Starting in 2007 there is a new type of 401k and 403b that will become available. It is a Roth 401k. Similiar to a Roth IRA it will allow individuals to put money into a retirement account and pay tax on it now, but no tax in the future. Instead of taking the tax advantage in the present you take the tax advantage off the increased amount in the future.
For a young person this is a very good strategy because paying 30% of $1000 now is better than paying 30% of $5,000 at retirement. It is also a good choice for people who expect to be in a higher income tax bracket in the future than they are in currently.
I’m not sure how this works for the employer contribution on a 401k. Normally the employer contribution isn’t even reported to the government. You only pay taxes on it when you take the money out. With the Roth 401k, I’m not clear if the employer contribution will be taxed as it is in a traditional 401k or if it will be available at retirement tax free as well.
For most people this isn’t too much of an issue because the employer portion is only a a small percentage of whatever they contribute themselves. However for certian people who own their own business and set the employer contribution percentage themselves, this could be quite a loop hole because it would be a way to put money into a Roth type retirement account without needing to pay taxes on it up front.
As with any investment, make sure you sit down and do the calculations before deciding to invest in a Roth 401k. It may or may not be a benefit to you depending on your specific situation, when you plan to retire, and your expected income until retirement.

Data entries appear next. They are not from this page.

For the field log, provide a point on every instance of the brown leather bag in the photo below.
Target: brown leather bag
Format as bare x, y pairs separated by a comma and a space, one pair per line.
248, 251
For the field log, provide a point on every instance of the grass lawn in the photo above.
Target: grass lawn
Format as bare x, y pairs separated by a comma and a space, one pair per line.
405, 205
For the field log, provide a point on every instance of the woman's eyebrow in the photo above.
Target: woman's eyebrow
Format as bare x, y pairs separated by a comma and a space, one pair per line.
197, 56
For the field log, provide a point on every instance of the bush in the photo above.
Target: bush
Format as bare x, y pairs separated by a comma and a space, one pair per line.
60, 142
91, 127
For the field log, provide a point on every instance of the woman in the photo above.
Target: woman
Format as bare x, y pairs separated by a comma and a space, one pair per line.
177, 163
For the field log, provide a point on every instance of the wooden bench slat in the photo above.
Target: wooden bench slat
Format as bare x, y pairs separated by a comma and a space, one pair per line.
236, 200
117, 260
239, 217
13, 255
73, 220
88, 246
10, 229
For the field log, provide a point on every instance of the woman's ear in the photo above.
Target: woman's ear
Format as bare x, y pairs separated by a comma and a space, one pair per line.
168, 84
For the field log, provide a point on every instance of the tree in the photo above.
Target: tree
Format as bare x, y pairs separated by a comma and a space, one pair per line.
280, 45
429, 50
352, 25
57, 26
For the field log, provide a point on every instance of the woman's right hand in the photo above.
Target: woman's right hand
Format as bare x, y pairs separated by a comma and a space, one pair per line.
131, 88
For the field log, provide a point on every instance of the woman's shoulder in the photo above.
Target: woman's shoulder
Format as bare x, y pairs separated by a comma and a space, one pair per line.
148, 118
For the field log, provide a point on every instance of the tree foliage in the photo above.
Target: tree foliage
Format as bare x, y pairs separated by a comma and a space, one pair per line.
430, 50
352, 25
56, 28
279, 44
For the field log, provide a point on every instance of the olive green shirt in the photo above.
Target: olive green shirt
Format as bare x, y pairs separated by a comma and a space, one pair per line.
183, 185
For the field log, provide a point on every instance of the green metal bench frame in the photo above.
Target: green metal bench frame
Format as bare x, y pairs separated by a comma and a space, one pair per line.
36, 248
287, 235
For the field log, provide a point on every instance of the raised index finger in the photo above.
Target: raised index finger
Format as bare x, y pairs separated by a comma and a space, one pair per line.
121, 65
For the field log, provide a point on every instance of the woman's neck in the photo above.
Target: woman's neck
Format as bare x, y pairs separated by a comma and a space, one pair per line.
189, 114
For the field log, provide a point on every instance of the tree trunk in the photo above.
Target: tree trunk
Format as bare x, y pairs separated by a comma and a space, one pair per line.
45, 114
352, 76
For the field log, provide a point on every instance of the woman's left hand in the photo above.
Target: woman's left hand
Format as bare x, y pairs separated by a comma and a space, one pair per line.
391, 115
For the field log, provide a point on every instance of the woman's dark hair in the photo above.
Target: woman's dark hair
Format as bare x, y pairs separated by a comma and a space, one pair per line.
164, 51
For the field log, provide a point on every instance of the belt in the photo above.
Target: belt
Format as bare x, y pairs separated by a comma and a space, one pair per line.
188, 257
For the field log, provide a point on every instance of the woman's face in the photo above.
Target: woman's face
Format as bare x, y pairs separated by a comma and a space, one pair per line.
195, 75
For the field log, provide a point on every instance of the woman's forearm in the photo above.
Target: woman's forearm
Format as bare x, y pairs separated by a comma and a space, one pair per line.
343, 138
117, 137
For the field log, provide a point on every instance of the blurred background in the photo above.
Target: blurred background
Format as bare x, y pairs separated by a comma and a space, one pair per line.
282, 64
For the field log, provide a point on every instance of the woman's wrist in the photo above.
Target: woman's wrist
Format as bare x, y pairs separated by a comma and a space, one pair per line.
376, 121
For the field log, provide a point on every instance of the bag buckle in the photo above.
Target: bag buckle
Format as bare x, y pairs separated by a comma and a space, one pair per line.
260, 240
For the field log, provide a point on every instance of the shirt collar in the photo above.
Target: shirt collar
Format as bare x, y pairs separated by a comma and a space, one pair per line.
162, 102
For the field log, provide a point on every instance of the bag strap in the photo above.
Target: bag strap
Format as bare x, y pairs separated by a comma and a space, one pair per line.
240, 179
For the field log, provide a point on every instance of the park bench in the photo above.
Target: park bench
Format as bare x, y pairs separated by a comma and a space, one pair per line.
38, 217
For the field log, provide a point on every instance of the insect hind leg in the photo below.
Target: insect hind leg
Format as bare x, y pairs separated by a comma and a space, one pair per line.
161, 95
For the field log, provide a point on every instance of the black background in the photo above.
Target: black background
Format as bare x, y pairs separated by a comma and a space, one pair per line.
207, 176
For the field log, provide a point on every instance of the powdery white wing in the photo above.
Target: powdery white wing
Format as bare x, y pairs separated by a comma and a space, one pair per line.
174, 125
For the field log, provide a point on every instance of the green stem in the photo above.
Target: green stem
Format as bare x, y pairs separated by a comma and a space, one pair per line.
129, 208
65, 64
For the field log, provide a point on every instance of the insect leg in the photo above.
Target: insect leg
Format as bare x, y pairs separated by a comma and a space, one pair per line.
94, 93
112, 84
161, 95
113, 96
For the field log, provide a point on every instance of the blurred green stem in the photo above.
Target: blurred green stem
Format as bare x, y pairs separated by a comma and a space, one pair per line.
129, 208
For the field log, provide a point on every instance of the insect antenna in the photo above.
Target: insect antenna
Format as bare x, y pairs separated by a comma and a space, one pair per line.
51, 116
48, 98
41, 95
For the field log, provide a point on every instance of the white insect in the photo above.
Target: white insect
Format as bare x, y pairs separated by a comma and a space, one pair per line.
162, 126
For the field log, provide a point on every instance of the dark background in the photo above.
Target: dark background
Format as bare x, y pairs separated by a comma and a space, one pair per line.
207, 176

Also don’t forget you can get many of the same advantages by using a Roth IRA as well. By putting some money into a traditional 401k and some into a Roth IRA you can give yourself more options for when you retire. When the time comes you can pull money out of which ever account gives you the best tax advantage. For example, if you have a year where you are in a higher tax bracket you may want to pull money out of the Roth account where you won’t be paying taxes at the higher rate. On years where you haven’t had to withdraw as much, you might pull money out of the 401k account to take advantage of your lower tax bracket for that year.
One concern I have about Roth 401k and 403b accounts is how the tax law might change in the future. If the government runs out of money is it possible that they will start taxing withdraws from these types of accounts later on? I don’t know that there is any safeguard to prevent against this. Of course the whole economy could collapse and all your funds could be worth nothing, so I guess there isn’t any way to be completely safe.